Univariate analysis identified CA125 levels 200 U/mL or higher (P = 0.011), distant metastases (P = 0.0004), residual tumors after primary surgery (P < 0.0001), and FIGO stage III/IV (P = 0.003) as other factors that were significantly associated with a poor prognosis. Multivariate analysis that included these variables selected only DD ≥ 2.0 μg/mL (P = 0.041), distant metastases (P = 0.013), and residual tumors (P < 0.0001) as mutually independent factors associated with a poor prognosis. In multivariate analysis, we adjusted for distant metastases, which is generally related to prognosis, instead of FIGO stage III/IV. When we analyzed it using FIGO stage III/IV, only residual tumors were an independent factor. Elevated plasma levels of DD in patients with ovarian cancer are associated with deceased survival independently of tumor extension.
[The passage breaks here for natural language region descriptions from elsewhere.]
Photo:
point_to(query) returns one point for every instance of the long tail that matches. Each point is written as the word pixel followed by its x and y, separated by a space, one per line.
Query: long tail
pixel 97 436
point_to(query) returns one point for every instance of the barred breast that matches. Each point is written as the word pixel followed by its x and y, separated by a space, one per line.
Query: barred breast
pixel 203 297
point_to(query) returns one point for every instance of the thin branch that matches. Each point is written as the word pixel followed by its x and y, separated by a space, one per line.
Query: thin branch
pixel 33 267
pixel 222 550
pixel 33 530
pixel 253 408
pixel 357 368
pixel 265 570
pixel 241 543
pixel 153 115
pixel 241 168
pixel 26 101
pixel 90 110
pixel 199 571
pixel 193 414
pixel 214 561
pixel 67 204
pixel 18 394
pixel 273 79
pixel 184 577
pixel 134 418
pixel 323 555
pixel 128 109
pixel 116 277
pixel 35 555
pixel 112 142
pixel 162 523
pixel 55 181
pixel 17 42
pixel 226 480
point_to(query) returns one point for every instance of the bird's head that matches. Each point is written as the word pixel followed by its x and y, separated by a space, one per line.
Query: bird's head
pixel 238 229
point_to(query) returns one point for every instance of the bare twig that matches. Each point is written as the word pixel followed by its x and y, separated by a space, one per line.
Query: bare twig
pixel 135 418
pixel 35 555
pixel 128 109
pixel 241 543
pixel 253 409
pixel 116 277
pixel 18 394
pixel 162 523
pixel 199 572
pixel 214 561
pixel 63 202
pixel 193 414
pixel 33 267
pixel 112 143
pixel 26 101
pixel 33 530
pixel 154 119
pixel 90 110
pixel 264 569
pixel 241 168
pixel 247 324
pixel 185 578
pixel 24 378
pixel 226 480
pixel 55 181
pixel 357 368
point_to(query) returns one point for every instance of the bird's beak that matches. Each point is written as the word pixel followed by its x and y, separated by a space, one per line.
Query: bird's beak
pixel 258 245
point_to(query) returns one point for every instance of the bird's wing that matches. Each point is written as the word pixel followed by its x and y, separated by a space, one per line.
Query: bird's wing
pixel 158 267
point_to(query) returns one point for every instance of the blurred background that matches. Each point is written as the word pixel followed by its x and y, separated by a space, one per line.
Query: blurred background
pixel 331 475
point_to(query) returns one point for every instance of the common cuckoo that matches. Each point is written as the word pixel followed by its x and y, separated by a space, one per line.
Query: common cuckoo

D-dimer is a global indicator of coagulation activation and fibrinolysis. Several studies have associated high DD levels with both risk of VTE and tumor progression in patients with cancer. Procoagulant activity with elevated DD might be mediated by tissue factor (TF) expression in cancer.20 Increased TF expression induces excess fibrin formation and results in VTE and increased DD levels in patients with cancer. In addition to TF, products of the coagulation cascade triggered by TF activation, such as factor Xa, thrombin, and fibrin, also promote tumor growth and metastasis.21

Anticoagulation provided by low-molecular-weight heparin (LMWH) might favorably affect the survival of patients with cancer.22 A randomized clinical trial of 302 patients with metastasized or locally advanced solid tumors found an overall hazard ratio of 0.75 (95% CI, 0.59–0.96) for mortality with a median survival of 8 months in patients treated with nadroparin for 6 weeks compared with 6.6 months in a placebo group.23 A meta-analysis also showed that heparin significantly increases survival in patients with malignant tumors.24 Experimental studies have shown that LMWH can interfere with angiogenesis, adhesion of cancer cells to vascular endothelium, and invasion.25 Our observation that overall survival was similar between patients with and without VTE might be due to a higher frequency of treating VTE with LMWH.

In conclusion, high pretreatment DD levels are associated with poor overall survival in patients with EOC independently of VTE and tumor extension and might comprise a promising prognostic biomarker for patients with EOC.

We are presently planning a prospective study to determine whether anticoagulant therapy could help to improve the prognosis of patients with ovarian cancer and high pretreatment DD levels.